With Spain’s economic crisis in the forefront of global news, it would be fascinating to see what a reporter of Henry Buckley’s stature would have made of its current predicament. He was the Daily Telegraph’s man in Madrid from 1929, who for a decade furiously filed dispatches from all corners of the country as its young democracy sparked, and eventually burst into civil war — finding time to swap stories with Hemingway over whiskies in between.
His eyewitness account of this conflict was never to see the light of day in book form after the London warehouse storing the copies awaiting distribution was bombed in 1940. But a handful did survive, and this posthumous publication of The Life and Death of the Spanish Republic (Buckley died in 1972) should go some way to establishing his reputation as one of the finest foreign journalists to write on Spain.
Arriving in Madrid, following a posting in Berlin, as a self-confessed ‘rather crotchety and thin-blooded virgin’, Buckley found himself in a Spain that was about to be ripped apart by its own unresolved social and economic tensions.
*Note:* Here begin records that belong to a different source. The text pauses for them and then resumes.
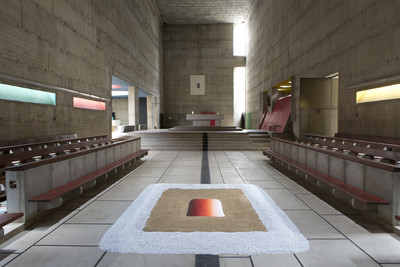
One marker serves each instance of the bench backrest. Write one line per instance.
(37, 140)
(387, 151)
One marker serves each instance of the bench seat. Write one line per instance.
(76, 183)
(351, 190)
(6, 218)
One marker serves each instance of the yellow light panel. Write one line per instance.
(378, 94)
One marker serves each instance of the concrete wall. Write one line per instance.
(314, 38)
(198, 50)
(76, 45)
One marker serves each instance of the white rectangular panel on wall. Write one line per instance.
(197, 85)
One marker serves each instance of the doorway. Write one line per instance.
(319, 105)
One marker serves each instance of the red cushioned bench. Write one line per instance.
(59, 191)
(6, 218)
(351, 190)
Through countless conversations with politicians, generals and workers he paints a vivid portrait of a country where ‘the mass of the people were solid in their desire to fight for their independence and for the future of the Republic as opposed to feudalism’, yet the military superiority of General Franco was to crush the country’s first experience of democracy.
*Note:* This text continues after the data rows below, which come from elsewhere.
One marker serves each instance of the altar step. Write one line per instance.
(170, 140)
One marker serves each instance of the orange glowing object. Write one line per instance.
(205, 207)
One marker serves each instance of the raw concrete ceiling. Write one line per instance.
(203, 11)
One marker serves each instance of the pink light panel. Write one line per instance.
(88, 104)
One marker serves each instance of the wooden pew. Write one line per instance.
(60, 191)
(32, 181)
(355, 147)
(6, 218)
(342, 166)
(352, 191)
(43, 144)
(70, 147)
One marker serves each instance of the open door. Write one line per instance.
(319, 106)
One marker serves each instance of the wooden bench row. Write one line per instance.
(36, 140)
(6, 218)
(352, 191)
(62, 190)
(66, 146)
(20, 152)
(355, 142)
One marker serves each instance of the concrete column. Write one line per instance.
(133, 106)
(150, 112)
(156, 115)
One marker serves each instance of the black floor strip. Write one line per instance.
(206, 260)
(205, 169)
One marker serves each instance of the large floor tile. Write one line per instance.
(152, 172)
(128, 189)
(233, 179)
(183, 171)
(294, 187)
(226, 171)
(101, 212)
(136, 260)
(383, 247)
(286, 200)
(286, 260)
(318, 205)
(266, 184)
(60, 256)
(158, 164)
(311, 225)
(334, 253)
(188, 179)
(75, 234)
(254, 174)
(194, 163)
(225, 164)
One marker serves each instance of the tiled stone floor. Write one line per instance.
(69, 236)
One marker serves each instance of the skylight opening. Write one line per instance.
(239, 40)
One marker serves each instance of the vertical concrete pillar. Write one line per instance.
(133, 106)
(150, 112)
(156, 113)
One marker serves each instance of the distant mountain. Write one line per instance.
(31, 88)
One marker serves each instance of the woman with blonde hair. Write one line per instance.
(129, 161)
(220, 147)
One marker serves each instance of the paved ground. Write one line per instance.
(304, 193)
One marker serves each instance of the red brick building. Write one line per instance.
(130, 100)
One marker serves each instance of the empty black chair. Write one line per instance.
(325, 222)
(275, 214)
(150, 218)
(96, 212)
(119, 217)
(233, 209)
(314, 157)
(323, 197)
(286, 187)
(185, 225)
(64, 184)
The resulting reportage is not only of great historical value, rightly praised by leading historians on the subject, including Paul Preston in his fine introduction, but also a model for foreign correspondents. There are numerous detailed portraits of the leading political figures of the Republic, many of whom Buckley knew personally, and who remain deeply controversial to this day in a Spain still struggling with the legacy of the civil war.
Though highly critical of the thugs hired by José Antonio Primo de Rivera, the charismatic young leader of the fascist Falange movement, Buckley recalls fondly his conversations with the young lawyer and parliamentarian, referring to him as ‘one of the nicest people in Madrid’, and noting his ‘charming’ English accent.
But Buckley’s greatest quality as a correspondent is his sensitivity to both the human suffering and the broader significance of the conflict, his account being rich in colour and historical detail while retaining a deeply personal tone. As both a devout Roman Catholic and a reporter for a British newspaper, he faced multiple internal conflicts. He is dismayed by the position taken by the Church, and angered by British and French non-intervention, as Franco’s better armed and organised troops gain advantage over the internationally isolated Republic. He notes how the outcome of the war ‘depended almost entirely on Paris and London’, and how international financiers had effectively backed Franco over the Republic with their credit.
Most importantly, he chronicles events with honesty and humility, openly admitting when he cannot check things, and rigorously doing so when he can — often in chaotic circumstances — such as the vastly exaggerated Nationalist claims about the number of dead in Madrid ahead of the fall of the capital.
Just before his eventual escape over the Pyrenees with the defeated Republican forces in 1939, Buckley gloomily notes how democracy’s fight against the forces of Franco appeared doomed from the outset — the Republic’s disadvantages in ‘everything but manpower so overwhelming that it was inadequate to try and regard it as an equal struggle’.
It is increasingly rare for a book about the Spanish civil war — a subject so widely covered in the last 50 years — to generate much excitement, but the re-emergence of this account is a gift to both the specialist and general reader alike. It is also a reminder that the best frontline reporting endures long after the final shot has been fired.